ところがそんな長閑な犬ぞりドライブも束の間、突如新たな緊張が4人を包み込む。
ゴー......
ゴー......
なんと背後から今度は物凄い勢いでモーター音が近付いて来るではないか!
全く、次から次へと......神はひと時もエマに休息を与えるつもりは無かったようだ。
その音に気付いたエマは、
「なんだあの音は? また狼か?」
緩んだ顔を引き締め恐る恐るアレクに伺いを立ててみる。するとアレクは、
「あれはスノーモービルの音ダ。シカモ......1台や2台じゃ無イ」
顔を引きつらせながら答える。
「スノーモービル? 一体誰がやって来るんだ?」
「分からんが......タブン...... 」
ゴーッ!......
ゴーッ!.....
その音は見る見るうちに近付いて来る。今、狼を蹴散らしたばかりだ。犬達もきっと疲れているに違い無い。
敵で無ければいいんだが......そんな4人の気持ちなどお構い無しに、やがてその者達は雪に煙を撒き散らしながら姿を現わした。
「皆殺しだ! 1人も生きて帰らすな!」
そのように叫んだ者のスノーモービルには
なんと! 『カラス』の旗が掲げられていたのである。
「ヤバい、今度はヴァローナだ!」
慌てふためく3人に対し、
「やったー! スノーモービル貰い!」
子供のようにはしゃぐエマだった。
この人......もしかして頭おかしい? そんなエマの反応を目の当たりにし、3人は驚きを超え、呆れを超え、恐怖を超え、なぜだか笑っていた。
「「「ハッ、ハッ、ハッ」」」
見れば......迫り来るスノーモービルは4台。

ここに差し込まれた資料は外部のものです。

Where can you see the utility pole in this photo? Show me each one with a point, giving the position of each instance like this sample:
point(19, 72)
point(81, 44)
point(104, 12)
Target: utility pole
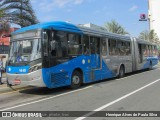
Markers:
point(21, 14)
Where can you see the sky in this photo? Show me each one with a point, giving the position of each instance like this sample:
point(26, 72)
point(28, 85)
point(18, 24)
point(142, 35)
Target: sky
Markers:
point(125, 12)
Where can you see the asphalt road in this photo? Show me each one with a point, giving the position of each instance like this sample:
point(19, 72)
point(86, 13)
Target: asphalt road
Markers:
point(136, 92)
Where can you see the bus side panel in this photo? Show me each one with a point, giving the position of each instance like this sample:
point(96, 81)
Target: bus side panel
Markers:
point(61, 74)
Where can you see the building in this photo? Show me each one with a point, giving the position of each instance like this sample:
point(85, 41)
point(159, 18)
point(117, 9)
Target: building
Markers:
point(154, 15)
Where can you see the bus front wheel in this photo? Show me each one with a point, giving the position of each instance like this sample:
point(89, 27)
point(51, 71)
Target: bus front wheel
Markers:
point(76, 80)
point(121, 72)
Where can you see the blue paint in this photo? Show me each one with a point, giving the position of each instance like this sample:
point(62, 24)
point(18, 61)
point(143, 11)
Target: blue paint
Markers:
point(70, 66)
point(17, 69)
point(152, 59)
point(64, 26)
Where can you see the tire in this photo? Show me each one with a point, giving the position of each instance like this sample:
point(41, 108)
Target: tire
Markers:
point(150, 66)
point(121, 72)
point(76, 80)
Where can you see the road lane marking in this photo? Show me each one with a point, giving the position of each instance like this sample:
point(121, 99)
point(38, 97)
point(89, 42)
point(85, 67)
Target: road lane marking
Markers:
point(16, 90)
point(46, 98)
point(117, 100)
point(3, 88)
point(136, 74)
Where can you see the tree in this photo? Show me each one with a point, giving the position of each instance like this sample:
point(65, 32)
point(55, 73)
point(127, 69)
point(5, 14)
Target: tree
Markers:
point(149, 36)
point(4, 25)
point(19, 12)
point(115, 27)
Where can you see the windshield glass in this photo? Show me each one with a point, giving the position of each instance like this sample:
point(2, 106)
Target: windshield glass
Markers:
point(25, 51)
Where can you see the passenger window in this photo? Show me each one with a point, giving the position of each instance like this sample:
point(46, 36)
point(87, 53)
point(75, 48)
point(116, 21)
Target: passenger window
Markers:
point(112, 47)
point(104, 48)
point(74, 44)
point(94, 45)
point(86, 45)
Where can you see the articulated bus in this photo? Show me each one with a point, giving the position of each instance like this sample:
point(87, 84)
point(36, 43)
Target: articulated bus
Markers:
point(57, 54)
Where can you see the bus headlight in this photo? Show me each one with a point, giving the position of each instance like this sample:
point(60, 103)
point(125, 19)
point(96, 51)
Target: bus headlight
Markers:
point(35, 67)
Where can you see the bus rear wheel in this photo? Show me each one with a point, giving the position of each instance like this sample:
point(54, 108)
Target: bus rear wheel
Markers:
point(76, 80)
point(121, 72)
point(150, 66)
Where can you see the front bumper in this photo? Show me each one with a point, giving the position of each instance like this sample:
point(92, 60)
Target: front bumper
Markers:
point(32, 79)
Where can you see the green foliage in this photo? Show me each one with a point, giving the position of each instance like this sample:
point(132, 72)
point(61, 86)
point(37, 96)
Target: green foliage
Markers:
point(19, 12)
point(115, 27)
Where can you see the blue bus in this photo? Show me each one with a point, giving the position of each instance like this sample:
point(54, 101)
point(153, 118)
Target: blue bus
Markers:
point(57, 54)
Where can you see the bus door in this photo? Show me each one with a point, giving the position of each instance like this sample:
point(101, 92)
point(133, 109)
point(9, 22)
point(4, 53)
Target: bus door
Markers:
point(139, 55)
point(95, 52)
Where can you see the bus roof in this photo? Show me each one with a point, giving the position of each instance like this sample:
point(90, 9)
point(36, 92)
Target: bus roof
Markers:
point(57, 25)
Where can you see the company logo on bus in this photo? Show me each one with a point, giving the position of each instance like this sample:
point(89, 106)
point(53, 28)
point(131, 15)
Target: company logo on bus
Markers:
point(9, 69)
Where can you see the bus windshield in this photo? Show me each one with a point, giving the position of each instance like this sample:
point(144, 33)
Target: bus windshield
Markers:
point(25, 51)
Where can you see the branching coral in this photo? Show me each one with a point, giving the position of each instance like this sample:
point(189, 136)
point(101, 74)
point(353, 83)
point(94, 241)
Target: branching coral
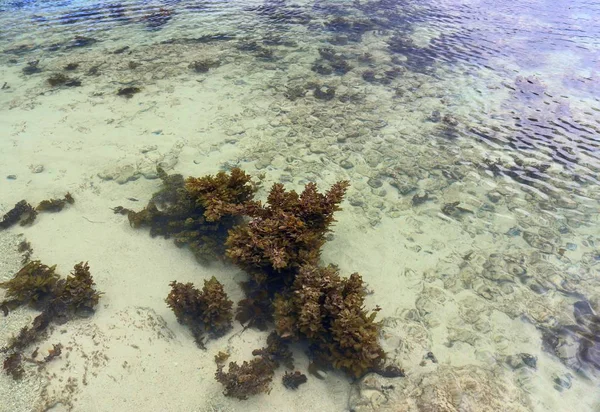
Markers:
point(209, 310)
point(78, 291)
point(55, 205)
point(277, 351)
point(328, 310)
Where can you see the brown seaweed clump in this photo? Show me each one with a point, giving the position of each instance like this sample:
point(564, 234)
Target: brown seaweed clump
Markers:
point(223, 194)
point(328, 310)
point(59, 300)
point(55, 205)
point(22, 213)
point(207, 310)
point(196, 213)
point(32, 285)
point(254, 377)
point(251, 378)
point(286, 234)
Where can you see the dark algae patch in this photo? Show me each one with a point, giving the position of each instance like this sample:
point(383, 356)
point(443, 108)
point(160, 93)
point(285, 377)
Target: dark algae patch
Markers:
point(128, 92)
point(40, 287)
point(278, 244)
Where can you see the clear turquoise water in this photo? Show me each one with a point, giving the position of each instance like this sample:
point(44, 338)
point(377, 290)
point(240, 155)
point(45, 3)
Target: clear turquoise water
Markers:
point(419, 104)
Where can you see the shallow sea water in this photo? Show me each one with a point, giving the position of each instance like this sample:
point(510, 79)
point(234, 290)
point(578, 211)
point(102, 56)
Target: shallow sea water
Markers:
point(470, 134)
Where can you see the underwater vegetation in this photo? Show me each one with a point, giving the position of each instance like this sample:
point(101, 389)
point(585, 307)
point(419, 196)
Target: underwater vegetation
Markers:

数もこちらの人数とぴったり。エマの目には、まるで注文した通版の商品が宅急便で届いたかのようにしか映っていない。
とは言え......唯一こちらの武器とも言える銃は、封印されている。再びそれを使うなどしたものなら今度こそ、雪崩に呑み込まれてしまうだろう。
それに対し『ヴァローナ』はなんと、用意周到ボウガンを振りかざしているではないか。
2台の犬ぞりに迫り来る強敵......果たして『神』は再びエマに強運を与えてくれるのか?
近そうで遠い『オハ』の街......エマに強運が降りて来る事を祈るばかりだ。